It’s possible that a new driver will improve the stuttering, but this seems like an issue in Gotham Knights more than anything. I used Nvidia’s latest 522.25 driver, which includes support for Gotham Knights. My colleague Tomas Franzese reviewed the game on console and noted similar stuttering and inconsistent performance, as will, despite the fact that the game is locked at 30 fps. It’s a good thing the PS4 and Xbox One versions of Gotham Knights were canceled — we could easily be in another Cyberpunk 2077 situation if they hadn’t.
What’s the problem, and how do I fix it?
There are a lot of issues that can cause stuttering in a game. Earlier this year, for example, the Unreal-based Elden Ring fell victim to shader compilation. Basically, Unreal Engine 4 compiles shaders on the GPU in real time, so you’d see a stutter when assets you’d never encountered loaded into the game. The same was true in Stray, which also uses Unreal Engine 4.

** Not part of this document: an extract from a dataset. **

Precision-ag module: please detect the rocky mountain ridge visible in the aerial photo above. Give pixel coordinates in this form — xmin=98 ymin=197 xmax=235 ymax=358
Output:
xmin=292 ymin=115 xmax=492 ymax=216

And sure enough, Gotham Knights uses Unreal Engine 4. That’s only part of the story here, though. Developer WB Games Montreal, while justifying the 30 fps cap on consoles, said that “due to the types of features we have in our game, like providing a full untethered co-op experience in our highly detailed open -world, it’s not as straightforward as lowering the resolution and getting a higher fps.”
But there are a few things you can do to limit the stuttering. For starters, the stutters are the worst when you’re in a new area. As you play the game, they will smooth out. A frame rate cap certainly helps make the game feel more consistent, as you’re not getting the contrast between extreme highs and lows.
Ray tracing plays a role, as well. Keep ray tracing on or turn it off, but don’t swap between them too often. The game has to recompile a lot of shaders when swapping between ray tracing modes, which leads to more stuttering once you close out of the graphics menu.
There is a lot more to talk about with Gotham Knights on PC. Unfortunately, I haven’t yet had time to dig in and test all of the settings on different hardware. The game supports Intel XeSS, Nvidia DLSS, and AMD FSR 2.0, as well, providing a great opportunity for a three-way shootout — so there are some interesting features to test as I dive deeper.
Before I get to that, though, you need to know about the stuttering issues on PC. The game launches on October 21, and although it’s possible WB Games Montreal will release a patch in the meantime, the stuttering issues likely won’t be solved for a while. I also encountered one crash in my brief time with the game, while Tomas encountered three crashes on the Xbox Series X during a full playthrough.